This was a fabulous appetizer that was shared at our April Food and Wine Dinner. It could also be served over salad greens for a light and refreshing summer dinner. It will be my next go to, I loved the flavors created by the smoked trout, lemon and dill.
We served this with a Villa Des Anges Old Vines 2014 Rose from France.
Serves 8
Ingredients:
1 medium cucumber, peeled, halved lengthwise, remove seeds and thinly slice
1/2 cup crème fraiche (or use low fat or fat free Greek yogurt)
1/4 cup lime juice
2 tablespoons fresh dill, plus extra for garnishing
Kosher salt and freshly grated black pepper to taste
4 medium scallions, thinly sliced
6 tablespoons extra virgin olive oil
1 pound smoked trout, skin and bones removed
Toast points for serving (we used sliced sour dough bread without toasting)
Instructions:
In a medium bowl mix cucumber with crème fraiche, 1/2 of the lemon juice and dill. Season to taste with salt.

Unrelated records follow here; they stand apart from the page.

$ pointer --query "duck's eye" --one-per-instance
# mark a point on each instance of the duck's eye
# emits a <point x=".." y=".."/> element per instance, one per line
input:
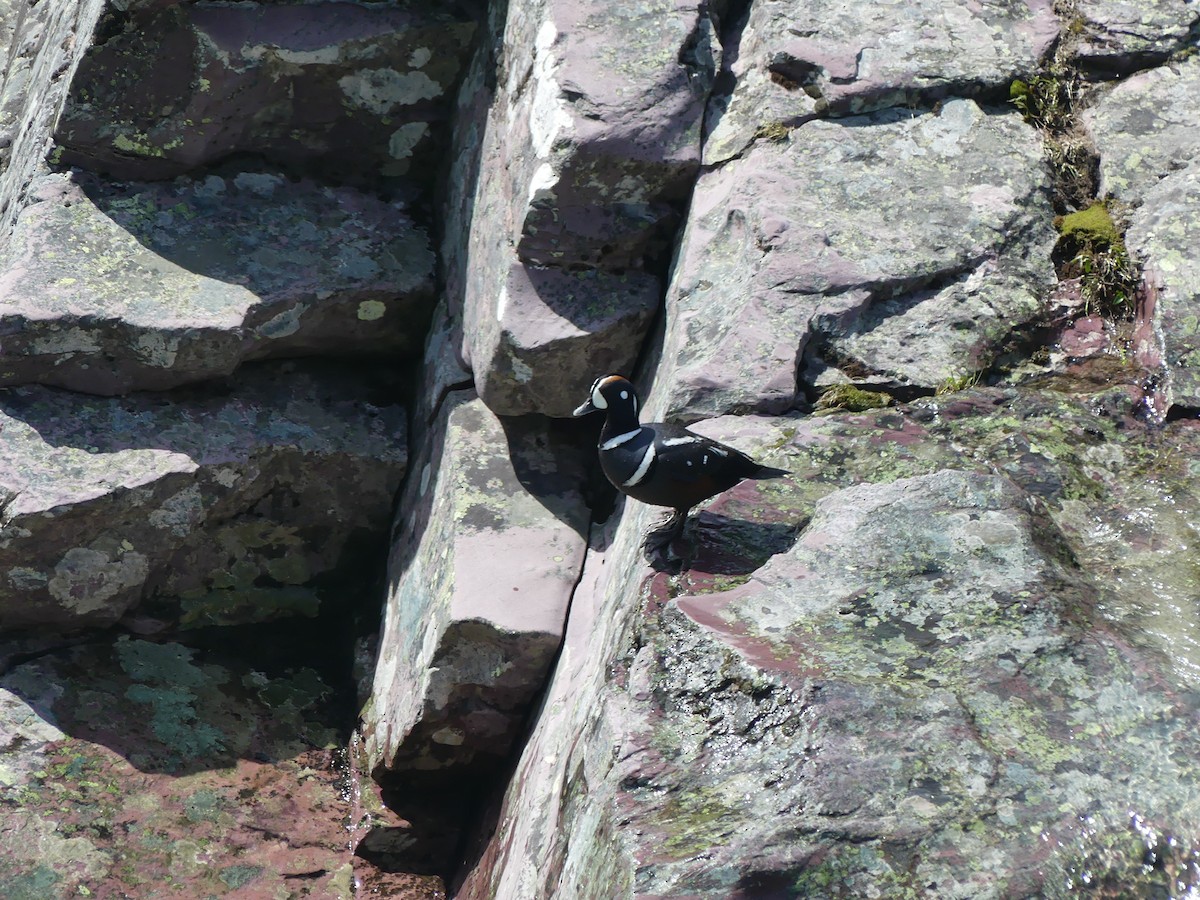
<point x="598" y="400"/>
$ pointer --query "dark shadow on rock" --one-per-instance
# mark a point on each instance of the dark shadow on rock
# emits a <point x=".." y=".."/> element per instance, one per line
<point x="721" y="545"/>
<point x="550" y="461"/>
<point x="197" y="701"/>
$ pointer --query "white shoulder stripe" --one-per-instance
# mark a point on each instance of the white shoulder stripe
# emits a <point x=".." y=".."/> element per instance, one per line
<point x="621" y="439"/>
<point x="642" y="468"/>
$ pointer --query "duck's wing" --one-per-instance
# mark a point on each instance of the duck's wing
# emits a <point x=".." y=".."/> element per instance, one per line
<point x="689" y="456"/>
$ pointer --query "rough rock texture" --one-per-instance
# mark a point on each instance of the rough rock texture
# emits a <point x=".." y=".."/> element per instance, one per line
<point x="43" y="47"/>
<point x="903" y="247"/>
<point x="1145" y="129"/>
<point x="490" y="543"/>
<point x="585" y="156"/>
<point x="111" y="288"/>
<point x="1150" y="157"/>
<point x="922" y="694"/>
<point x="1163" y="233"/>
<point x="157" y="769"/>
<point x="211" y="508"/>
<point x="167" y="88"/>
<point x="796" y="60"/>
<point x="1120" y="36"/>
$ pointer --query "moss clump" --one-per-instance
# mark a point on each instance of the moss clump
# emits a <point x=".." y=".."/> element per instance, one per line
<point x="1044" y="101"/>
<point x="775" y="132"/>
<point x="958" y="383"/>
<point x="1091" y="247"/>
<point x="852" y="399"/>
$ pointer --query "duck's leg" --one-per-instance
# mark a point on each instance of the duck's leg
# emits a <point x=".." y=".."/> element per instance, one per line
<point x="660" y="538"/>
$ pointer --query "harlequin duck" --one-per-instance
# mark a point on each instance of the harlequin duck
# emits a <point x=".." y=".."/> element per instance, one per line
<point x="663" y="465"/>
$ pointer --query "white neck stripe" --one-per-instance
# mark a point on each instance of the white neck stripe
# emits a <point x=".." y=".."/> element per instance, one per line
<point x="621" y="439"/>
<point x="642" y="468"/>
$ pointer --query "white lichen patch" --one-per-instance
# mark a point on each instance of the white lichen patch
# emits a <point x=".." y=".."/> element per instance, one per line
<point x="549" y="114"/>
<point x="371" y="310"/>
<point x="22" y="577"/>
<point x="67" y="340"/>
<point x="156" y="348"/>
<point x="381" y="90"/>
<point x="257" y="183"/>
<point x="283" y="324"/>
<point x="180" y="513"/>
<point x="321" y="57"/>
<point x="85" y="580"/>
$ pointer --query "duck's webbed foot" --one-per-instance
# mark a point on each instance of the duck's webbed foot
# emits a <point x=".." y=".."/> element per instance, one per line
<point x="659" y="539"/>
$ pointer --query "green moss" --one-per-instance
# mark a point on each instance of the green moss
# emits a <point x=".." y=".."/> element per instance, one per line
<point x="774" y="132"/>
<point x="1092" y="226"/>
<point x="958" y="383"/>
<point x="852" y="399"/>
<point x="697" y="821"/>
<point x="1093" y="245"/>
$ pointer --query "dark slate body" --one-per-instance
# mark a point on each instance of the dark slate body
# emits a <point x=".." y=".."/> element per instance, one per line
<point x="661" y="465"/>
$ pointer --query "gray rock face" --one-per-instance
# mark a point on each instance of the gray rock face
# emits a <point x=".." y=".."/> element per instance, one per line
<point x="1150" y="157"/>
<point x="1145" y="129"/>
<point x="903" y="245"/>
<point x="917" y="696"/>
<point x="111" y="288"/>
<point x="42" y="45"/>
<point x="1163" y="233"/>
<point x="215" y="509"/>
<point x="489" y="550"/>
<point x="586" y="153"/>
<point x="798" y="60"/>
<point x="1119" y="35"/>
<point x="168" y="88"/>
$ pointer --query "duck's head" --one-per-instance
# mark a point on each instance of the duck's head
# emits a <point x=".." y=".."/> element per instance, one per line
<point x="610" y="393"/>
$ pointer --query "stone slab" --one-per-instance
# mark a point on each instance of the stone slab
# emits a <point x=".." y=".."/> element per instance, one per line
<point x="115" y="287"/>
<point x="489" y="545"/>
<point x="204" y="509"/>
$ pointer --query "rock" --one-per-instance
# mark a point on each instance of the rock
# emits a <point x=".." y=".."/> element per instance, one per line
<point x="1145" y="129"/>
<point x="795" y="61"/>
<point x="1122" y="36"/>
<point x="133" y="765"/>
<point x="118" y="287"/>
<point x="490" y="541"/>
<point x="919" y="695"/>
<point x="1163" y="234"/>
<point x="43" y="45"/>
<point x="901" y="247"/>
<point x="585" y="155"/>
<point x="166" y="89"/>
<point x="211" y="509"/>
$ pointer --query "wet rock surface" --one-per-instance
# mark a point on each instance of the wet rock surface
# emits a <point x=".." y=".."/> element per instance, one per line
<point x="490" y="543"/>
<point x="900" y="247"/>
<point x="300" y="85"/>
<point x="117" y="287"/>
<point x="586" y="155"/>
<point x="928" y="685"/>
<point x="795" y="61"/>
<point x="207" y="509"/>
<point x="163" y="769"/>
<point x="955" y="653"/>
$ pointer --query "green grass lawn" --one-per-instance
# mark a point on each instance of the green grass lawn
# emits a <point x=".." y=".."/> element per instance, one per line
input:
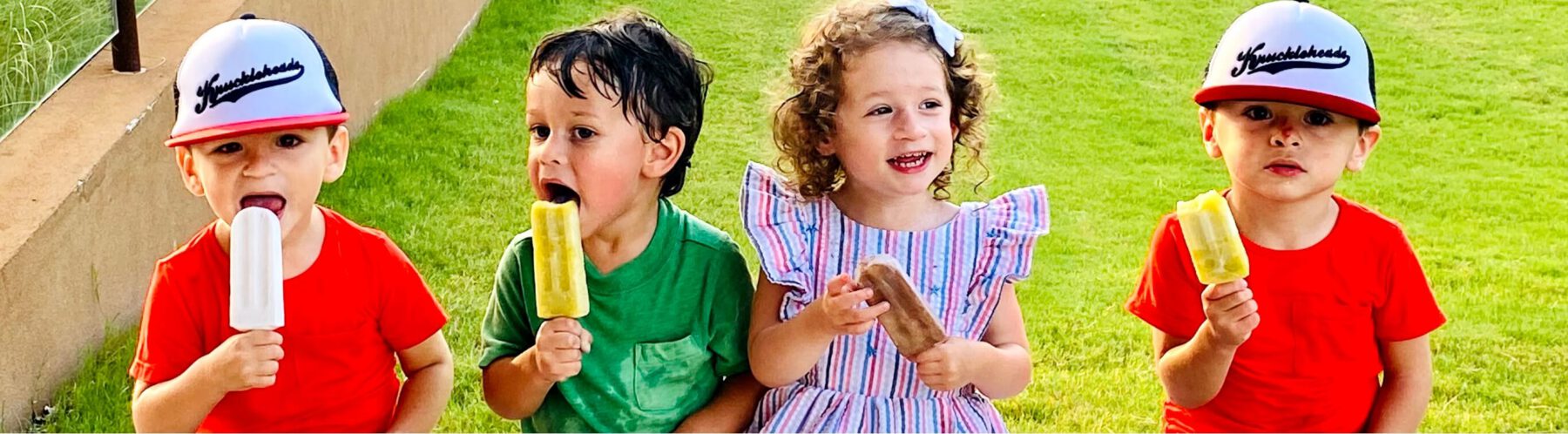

In another medium bowl, whisk the lemon juice and olive oil together. Add the flaked trout and scallions. Season with salt and pepper. You will not need a lot of salt since smoked trout can be a little salty. Taste first.
Serve the toast or bread slices with the two toppings. Place on spoonful of the cucumbers on the bread then top with the trout mixture. Garnish with more dill.